I am unfamiliar with LaTeX (is there a tutorial around, or should I just wing it and risk posting a potential mess?). my problem is that I need to normalize a wave function:
psi(x,t) = Ae^(-bx)e^(-iwt). there are no constraints given.

Homework Equations

integral of psi*psi = 1, limits of integration are negative infinity to positive infinity

The Attempt at a Solution

I know that if I use the complex conjugates (psi*psi) the exponential expressions will cancel and I will be left integrating a constant. I get A²x |_-\infty^\infty = 1, which doesn't make much sense. I know this question is relatively easy and that I'm probably missing something simple, but I've been away from this material for a few years and getting back into it is a little rough.
Any help is appreciated!

 

[Pengwuino]

The imaginary exponential goes away. Remember conjugating simply changes i->-i, it doesn't do anything to real functions.

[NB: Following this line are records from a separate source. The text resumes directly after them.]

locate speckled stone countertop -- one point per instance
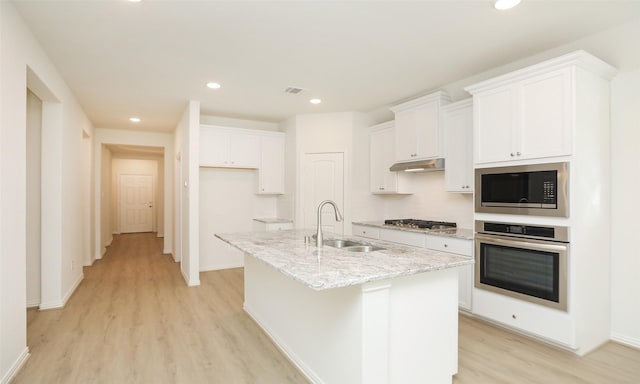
(328, 267)
(460, 233)
(273, 220)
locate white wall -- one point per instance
(34, 132)
(105, 228)
(127, 166)
(625, 306)
(21, 55)
(187, 193)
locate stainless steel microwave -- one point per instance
(538, 190)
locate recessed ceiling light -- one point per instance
(505, 4)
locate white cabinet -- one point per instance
(465, 273)
(271, 174)
(382, 156)
(457, 124)
(418, 133)
(527, 116)
(228, 147)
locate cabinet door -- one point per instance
(495, 119)
(214, 147)
(428, 138)
(271, 172)
(406, 135)
(457, 124)
(545, 115)
(244, 150)
(417, 133)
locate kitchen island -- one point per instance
(388, 316)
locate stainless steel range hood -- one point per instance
(419, 166)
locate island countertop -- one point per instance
(328, 267)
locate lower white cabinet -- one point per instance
(448, 244)
(462, 247)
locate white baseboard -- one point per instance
(15, 367)
(626, 340)
(219, 266)
(190, 282)
(57, 304)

Your e^{ - bx} remains.

 

[Gumbercules]

Yep, that's what I was forgetting. Thank you!

 

[turin]

Well, now, hold on. The function still cannot be normalized over the space x in (-∞,+∞) without some other ingredients. Perhaps you meant e^(-b|x|)?

 

[Gumbercules]

sorry, yes, I'm not quite sure how to insert the math symbols.
I checked the problem in the text again and I think the integral I looked up in the table is wrong as I neglected the absolute value. On top of that, the limits of integration were wrong as well. (must've been in a hurry, I guess) My math is very much out of practice, but I could use some help solving the integral

 

[turin]

I did not insert any "math symbols". I used shift+backslash to obtain the vertical bar for the absolute value. Also, you could have used "abs(x)". Don't let the notation get in the way of the meaning, but do try to keep it concise.

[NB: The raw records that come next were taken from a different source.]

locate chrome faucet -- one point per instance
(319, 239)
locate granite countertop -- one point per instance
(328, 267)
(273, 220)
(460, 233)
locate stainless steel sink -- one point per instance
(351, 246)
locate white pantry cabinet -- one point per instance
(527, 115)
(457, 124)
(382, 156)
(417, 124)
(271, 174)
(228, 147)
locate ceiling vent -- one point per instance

For the integral, for what values of x is the function different. Then, what transformation can you apply, for those values of x, to make the function the same. This will allow you to do the integral. Hint: the transformation is pretty simple. Think about what the absolute value operation does; the transformation is the opposite of that.

 

[Gumbercules]

My apologies, I am somewhat fuzzy on my notions of transforms (I did Laplace and Fourier transforms, but that was several years ago with no practice since). I am thinking that I need a negative sign in the exponent to undo what the absolute value does, but I don't see how that will help without changing the limits of integration. My apologies if this is too remedial, I don't want to waste anyone's time. Should I post this in the Calculus forum?

 

[turin]

You have the right idea. Split the integral into two ranges of x: one in which x is unaffected by the absolute value (call it X1), and the other in which x is changed by the absolute value (call it X2). You can do the integral over X1 no problem. For the integral over X2, you can do a change of variables (which also changes the limits of integration) ;) After you do this whole manipulation, it will seem quite simple. However, this is a nice example of the general approach of splitting up an integral and applying independent transformations to the integration variables.

 

[Gumbercules]

I've got it now, thank you very much, Turin!